I.          Internal LAUSD Correspondence – DENIED

 

            Document Numbers 87 through 100 are internal LAUSD correspondence related to the Resolution or the Policy.  Some attachments to emails are not included in Petitioner’s thumb drive and have not been reviewed by the court.  Petitioner has not discussed the contents of this correspondence in sufficient detail or explained adequately why Petitioner contends that any specific document should be part of the record.  (Mot. 13-14.)  Petitioner also has not developed an argument for augmenting the record with these documents pursuant to any of the exceptions under Western States.  To the extent the correspondence is offered to prove the “subjective motives or mental processes” of any Board member, the correspondence is not relevant to judicial review of the Policy.  (County of Los Angeles v. Superior Court (1975) 13 Cal. 3d 721, 726.)  Accordingly, Petitioner has not proven that these documents should be included in the administrative record. 

 

                        J.         Respondents Has Not Identified Any Privileged or Confidential Materials in Petitioner’s Proposed Record

 

Respondents argue that certain documents that Petitioner seeks to add to the record “may” include privileged or confidential information.  (Oppo. 12-13.)  The party claiming a privilege bears the burden of establishing the “preliminary facts” necessary to demonstrate that the privilege applies.  (Department of Motor Vehicles v.
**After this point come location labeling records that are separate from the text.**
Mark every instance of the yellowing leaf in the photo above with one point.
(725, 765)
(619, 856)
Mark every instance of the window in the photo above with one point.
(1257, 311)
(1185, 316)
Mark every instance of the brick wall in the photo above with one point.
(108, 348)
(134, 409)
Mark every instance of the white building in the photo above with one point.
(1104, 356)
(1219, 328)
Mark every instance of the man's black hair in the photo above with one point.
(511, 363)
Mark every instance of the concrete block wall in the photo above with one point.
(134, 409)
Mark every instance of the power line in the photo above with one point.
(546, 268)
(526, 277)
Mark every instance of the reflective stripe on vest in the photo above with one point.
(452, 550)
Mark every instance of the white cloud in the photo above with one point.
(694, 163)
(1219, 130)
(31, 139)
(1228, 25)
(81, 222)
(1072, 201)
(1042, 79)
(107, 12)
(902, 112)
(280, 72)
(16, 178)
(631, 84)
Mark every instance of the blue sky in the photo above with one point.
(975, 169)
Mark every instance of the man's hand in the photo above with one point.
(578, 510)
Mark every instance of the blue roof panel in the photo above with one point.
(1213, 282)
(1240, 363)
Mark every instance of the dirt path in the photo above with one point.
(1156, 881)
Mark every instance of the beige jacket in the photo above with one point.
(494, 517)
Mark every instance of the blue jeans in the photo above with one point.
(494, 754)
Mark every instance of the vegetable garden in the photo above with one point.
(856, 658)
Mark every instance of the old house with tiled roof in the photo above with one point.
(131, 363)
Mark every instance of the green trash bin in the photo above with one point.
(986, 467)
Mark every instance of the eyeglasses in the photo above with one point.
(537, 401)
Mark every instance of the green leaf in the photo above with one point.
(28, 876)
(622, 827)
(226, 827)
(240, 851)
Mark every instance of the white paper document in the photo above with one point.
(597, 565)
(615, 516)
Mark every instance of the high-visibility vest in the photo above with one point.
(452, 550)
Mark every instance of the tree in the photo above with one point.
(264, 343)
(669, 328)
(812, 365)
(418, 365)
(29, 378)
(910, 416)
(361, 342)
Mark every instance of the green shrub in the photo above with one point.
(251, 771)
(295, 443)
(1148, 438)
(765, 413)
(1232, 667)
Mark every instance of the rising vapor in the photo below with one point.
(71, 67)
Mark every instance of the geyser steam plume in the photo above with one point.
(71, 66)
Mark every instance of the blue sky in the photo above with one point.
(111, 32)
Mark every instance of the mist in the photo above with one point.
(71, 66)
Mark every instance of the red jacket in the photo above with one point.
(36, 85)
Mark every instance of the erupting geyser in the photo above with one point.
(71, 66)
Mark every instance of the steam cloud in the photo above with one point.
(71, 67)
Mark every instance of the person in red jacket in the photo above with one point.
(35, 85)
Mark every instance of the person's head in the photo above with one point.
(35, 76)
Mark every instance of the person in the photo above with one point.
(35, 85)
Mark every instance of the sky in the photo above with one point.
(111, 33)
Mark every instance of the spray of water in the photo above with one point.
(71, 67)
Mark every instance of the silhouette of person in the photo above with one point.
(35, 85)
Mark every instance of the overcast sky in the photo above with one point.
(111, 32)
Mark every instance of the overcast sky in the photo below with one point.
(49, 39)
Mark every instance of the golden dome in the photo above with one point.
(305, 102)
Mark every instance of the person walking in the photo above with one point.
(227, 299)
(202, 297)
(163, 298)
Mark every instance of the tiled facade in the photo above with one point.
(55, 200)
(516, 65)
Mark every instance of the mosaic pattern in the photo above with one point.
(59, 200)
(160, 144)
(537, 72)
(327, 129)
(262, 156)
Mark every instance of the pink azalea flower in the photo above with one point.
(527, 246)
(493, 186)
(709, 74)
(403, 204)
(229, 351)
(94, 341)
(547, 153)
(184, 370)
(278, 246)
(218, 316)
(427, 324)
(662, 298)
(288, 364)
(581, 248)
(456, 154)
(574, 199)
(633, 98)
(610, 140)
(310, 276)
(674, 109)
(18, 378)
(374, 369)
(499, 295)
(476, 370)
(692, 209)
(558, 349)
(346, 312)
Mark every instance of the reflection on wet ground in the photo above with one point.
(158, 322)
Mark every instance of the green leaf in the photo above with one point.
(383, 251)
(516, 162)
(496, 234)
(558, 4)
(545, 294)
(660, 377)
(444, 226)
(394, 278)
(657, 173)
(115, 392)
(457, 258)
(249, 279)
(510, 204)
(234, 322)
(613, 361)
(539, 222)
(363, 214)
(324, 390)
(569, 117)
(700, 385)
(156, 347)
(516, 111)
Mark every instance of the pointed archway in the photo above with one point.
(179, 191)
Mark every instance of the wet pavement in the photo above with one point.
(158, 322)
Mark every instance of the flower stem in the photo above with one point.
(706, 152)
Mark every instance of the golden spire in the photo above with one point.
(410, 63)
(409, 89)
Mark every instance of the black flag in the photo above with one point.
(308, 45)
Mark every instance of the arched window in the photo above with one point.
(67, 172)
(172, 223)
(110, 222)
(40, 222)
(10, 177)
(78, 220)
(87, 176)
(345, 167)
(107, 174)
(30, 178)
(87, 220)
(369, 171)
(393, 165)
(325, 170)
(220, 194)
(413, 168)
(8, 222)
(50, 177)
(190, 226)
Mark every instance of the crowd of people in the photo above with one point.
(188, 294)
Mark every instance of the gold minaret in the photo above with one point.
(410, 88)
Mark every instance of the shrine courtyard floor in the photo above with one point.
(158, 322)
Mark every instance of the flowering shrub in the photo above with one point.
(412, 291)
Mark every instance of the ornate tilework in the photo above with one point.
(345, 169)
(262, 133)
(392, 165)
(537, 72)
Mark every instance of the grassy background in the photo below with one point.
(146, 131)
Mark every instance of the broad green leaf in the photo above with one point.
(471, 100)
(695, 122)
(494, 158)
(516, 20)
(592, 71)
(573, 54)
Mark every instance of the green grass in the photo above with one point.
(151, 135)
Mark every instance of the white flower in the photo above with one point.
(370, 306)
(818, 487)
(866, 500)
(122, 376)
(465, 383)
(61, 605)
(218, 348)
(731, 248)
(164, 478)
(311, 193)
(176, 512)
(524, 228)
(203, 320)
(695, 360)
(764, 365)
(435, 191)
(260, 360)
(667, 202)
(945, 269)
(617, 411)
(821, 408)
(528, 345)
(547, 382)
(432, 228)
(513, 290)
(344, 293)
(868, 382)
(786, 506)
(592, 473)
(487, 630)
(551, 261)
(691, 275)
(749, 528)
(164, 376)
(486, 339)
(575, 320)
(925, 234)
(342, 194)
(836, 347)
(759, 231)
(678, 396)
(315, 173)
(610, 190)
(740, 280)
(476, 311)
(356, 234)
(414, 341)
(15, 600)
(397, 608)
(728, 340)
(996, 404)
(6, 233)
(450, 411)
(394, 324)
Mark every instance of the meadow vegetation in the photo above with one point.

Superior Court (2002) 100 Cal.App.4th 363, 370.)  It appears that Respondents have access to all the documents included in Petitioner’s index and thumb drive.  Respondents do not claim otherwise.  Indeed, Petitioner obtained many of the documents from Respondents pursuant to public records requests.  Nonetheless, Respondents do not identify which parts of the documents are purportedly subject to privilege and they provide insufficient legal analysis establishing that a privilege applies to any specific document (or part thereof).  Accordingly, Respondents have not satisified their initial burden to establish that any of the documents that Petitioner seeks to add to the record are privileged.  In light of this conclusion, the court need not consider Petitioner’s argument that Respondents have waived the asserted privileges.  (See Reply 8-10.)

 


 

CONCLUSION AND ORDER 

 

            Based upon the foregoing, the court orders as follows:

 

            1.         Petitioner’s motion is denied with respect to the following documents: 41 through 49, 52, 53, 55, 60, 64, 68, 79 and 87 through 100. 

 

            2.         Petitioner’s motion is granted with respect to the remaining documents.

 

            3.         Petitioner’s counsel shall provide notice and file proof of service with the court.

 

 

IT IS SO ORDERED

 

 

Dated:  December 13, 2024                                        ___________________________

                                                                                    Stephen I. Goorvitch

                                                                                    Superior Court Judge

 



[1] Respondents have not argued that the transcripts include public comment, Board deliberations, or other matters unrelated to the Resolution or Policy.  In any event, in ruling on the writ petition, the court will only consider those parts of the transcript related to the Resolution or Policy.